Sir Christopher Frank Carandini Lee foi o maior dos vampiros na tela. Um fã purista do cinema de horror apontará o misterioso Max Schreck em “Nosferatu”, criado no mesmo 1922 em que Lee nasceu, como o rei dos sanguessugas cinematográficos. Outro lembrará que a figura clássica do Drácula aristocrático e de fraque foi criado por Bela Lugosi em 1931.
Este fã vai de Lee. Os motivos começam numa contradição: ele odiava o fato de o conde ter poucas falas, nenhuma tirada do livro original de Bram Stoker (1897), no clássico de 1958 em que encarnou pela primeira vez o personagem.
A coisa só piorou nas várias sequências, uma pior do que a outra, forçadas por lucrativos contratos. Em “Drácula, o Príncipe das Trevas” (1966), Lee entra mudo e sai calado –a lenda alimentada por ele diz que as falas eram ruins demais, algo que o roteirista naturalmente negou.
Só que a limitação acabou exacerbando uma criação visual única: o conde frio e implacável, esguio e sempre vestido de preto. O silêncio era compensado por uma animalidade sedutora, não acuada como a de Schreck e seu conde Orlock. Exatamente como o conde de Stoker no livro, as mocinhas se desmanchavam pelo vilão antes de terem suas jugulares degustadas.
Desta forma, Lee resgatou o contexto de embate entre a sexualidade e repressão, entre as descobertas da psicanálise e o ocaso da era vitoriana, que marcam o conde literário.
Por fim, olhos vermelhos e sangue falso a rodo, marcas registradas das produções da Hammer Films, completavam a criação de um modelo definitivo para todos os Dráculas dali em diante – de Jack Palance a Gary Oldman, passando por Frank Langella e uma longa linhagem de canastrões.
Os talentos de Lee eram variados, e as novas gerações foram apresentados a ele pela ponta na malfadada “nova trilogia” de “Guerra nas Estrelas” e pelo supracitado Saruman de “O Senhor dos Anéis”, além de diversos papéis menores em que apenas sua presença e a profunda voz de baixo-barítono era capaz de dar gravidade ao mais lateral dos personagens.
Sua voz, aliás, lhe serviu numa infinidade de “voice-overs” e óperas, além de também para gravar inacreditáveis discos de heavy metal quando já era octagenário. Nos últimos dois anos, lançou discos com covers metaleiras de músicas natalinas, um espanto pelo bizarro e pelo sucesso comercial: foi o mais velho cantor a entrar no top 100 da Billboard, na posição 22 em 2013.

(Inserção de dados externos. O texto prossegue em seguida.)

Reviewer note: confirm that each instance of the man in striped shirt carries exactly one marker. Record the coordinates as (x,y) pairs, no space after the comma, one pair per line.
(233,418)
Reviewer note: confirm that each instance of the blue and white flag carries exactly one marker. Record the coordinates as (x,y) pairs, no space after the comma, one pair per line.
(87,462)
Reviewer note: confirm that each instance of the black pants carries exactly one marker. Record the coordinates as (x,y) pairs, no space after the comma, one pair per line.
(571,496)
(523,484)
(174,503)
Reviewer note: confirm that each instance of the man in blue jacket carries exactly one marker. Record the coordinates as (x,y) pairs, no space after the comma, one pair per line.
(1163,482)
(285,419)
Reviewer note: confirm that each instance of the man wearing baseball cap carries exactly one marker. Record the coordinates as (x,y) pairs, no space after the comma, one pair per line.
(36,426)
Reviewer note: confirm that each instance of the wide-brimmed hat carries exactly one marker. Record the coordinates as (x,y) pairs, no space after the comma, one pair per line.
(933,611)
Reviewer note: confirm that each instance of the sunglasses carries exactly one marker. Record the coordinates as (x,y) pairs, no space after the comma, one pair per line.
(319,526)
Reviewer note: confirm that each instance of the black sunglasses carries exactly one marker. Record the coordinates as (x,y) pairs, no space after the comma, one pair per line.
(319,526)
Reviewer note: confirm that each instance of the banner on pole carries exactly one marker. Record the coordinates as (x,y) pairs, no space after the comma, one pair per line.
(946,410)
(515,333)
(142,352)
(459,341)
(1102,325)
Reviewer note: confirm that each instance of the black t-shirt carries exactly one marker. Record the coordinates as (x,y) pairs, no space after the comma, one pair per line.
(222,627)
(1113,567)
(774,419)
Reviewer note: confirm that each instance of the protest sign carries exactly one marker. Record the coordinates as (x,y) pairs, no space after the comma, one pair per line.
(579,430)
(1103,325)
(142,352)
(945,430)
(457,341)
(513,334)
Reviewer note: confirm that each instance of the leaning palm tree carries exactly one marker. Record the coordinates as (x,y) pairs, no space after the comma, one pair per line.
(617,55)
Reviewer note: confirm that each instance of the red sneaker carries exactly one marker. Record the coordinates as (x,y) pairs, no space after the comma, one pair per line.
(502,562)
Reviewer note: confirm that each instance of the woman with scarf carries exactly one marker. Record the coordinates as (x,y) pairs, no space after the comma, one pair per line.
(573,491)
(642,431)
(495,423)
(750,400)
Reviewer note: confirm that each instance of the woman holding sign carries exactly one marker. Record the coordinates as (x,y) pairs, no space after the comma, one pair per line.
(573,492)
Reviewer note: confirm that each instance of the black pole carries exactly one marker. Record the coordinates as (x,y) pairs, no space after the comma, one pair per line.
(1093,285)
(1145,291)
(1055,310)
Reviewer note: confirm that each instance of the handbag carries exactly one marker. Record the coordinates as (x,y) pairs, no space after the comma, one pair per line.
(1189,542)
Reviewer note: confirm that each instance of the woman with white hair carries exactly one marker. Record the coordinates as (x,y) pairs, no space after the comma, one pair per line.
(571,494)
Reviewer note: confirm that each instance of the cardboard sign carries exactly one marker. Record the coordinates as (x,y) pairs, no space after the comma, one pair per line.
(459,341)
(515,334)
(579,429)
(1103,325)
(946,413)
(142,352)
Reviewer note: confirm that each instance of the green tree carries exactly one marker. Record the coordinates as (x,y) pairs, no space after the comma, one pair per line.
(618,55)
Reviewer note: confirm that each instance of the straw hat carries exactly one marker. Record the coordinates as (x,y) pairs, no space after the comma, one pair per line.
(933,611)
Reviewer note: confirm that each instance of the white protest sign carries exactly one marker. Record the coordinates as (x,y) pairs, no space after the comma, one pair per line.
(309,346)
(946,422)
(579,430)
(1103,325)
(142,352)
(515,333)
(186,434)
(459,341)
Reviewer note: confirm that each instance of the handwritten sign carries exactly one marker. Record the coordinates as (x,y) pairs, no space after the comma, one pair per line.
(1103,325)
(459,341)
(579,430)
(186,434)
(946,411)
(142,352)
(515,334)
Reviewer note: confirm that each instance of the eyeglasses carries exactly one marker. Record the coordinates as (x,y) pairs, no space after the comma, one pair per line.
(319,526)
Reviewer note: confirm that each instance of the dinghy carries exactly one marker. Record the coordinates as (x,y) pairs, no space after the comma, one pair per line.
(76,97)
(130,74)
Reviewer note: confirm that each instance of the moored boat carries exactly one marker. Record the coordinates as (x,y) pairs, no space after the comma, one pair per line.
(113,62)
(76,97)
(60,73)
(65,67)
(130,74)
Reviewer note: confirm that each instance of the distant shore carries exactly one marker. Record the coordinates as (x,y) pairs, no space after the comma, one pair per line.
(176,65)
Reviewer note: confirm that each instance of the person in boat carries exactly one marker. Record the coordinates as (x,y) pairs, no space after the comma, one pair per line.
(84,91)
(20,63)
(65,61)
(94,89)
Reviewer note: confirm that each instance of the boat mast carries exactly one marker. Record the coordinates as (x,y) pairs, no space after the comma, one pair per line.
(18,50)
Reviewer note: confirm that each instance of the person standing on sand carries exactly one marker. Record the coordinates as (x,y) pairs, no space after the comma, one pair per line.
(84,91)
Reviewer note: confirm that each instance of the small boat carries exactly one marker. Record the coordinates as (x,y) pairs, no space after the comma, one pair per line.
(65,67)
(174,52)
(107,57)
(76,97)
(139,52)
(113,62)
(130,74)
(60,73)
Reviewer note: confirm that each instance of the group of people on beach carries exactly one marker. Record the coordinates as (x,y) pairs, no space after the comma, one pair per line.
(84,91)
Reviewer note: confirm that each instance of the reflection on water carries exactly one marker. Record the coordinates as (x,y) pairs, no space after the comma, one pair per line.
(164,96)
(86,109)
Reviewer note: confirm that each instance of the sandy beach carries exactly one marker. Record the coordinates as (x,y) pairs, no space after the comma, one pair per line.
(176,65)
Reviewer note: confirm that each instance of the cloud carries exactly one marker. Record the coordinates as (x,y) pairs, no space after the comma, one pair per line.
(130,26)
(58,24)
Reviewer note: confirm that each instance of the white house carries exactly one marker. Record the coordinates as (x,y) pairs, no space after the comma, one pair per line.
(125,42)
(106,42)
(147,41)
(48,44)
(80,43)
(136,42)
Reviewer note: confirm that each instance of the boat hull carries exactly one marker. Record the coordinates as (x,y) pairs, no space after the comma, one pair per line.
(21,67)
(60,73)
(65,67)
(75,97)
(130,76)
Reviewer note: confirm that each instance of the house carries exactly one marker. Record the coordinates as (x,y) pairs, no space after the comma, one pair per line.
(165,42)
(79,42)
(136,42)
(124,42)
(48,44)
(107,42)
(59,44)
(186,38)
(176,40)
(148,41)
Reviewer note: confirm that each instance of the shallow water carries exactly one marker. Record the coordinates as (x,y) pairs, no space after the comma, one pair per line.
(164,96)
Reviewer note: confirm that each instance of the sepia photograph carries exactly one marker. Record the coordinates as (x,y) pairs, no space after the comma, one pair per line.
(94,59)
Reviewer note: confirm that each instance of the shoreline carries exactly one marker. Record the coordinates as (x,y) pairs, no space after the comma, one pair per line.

Lee considerava que sua melhor perfomance ocorreu em 1998, quando viveu o fundador do Paquistão, Muhammad Ali Jinnah, e gostava especialmente de “O Homem de Palha” (1973).
Mas, provavelmente para seu desgosto, o papel que o definiu foi o do velho conde da Transilvânia. Nunca houve Drácula como sir Christopher.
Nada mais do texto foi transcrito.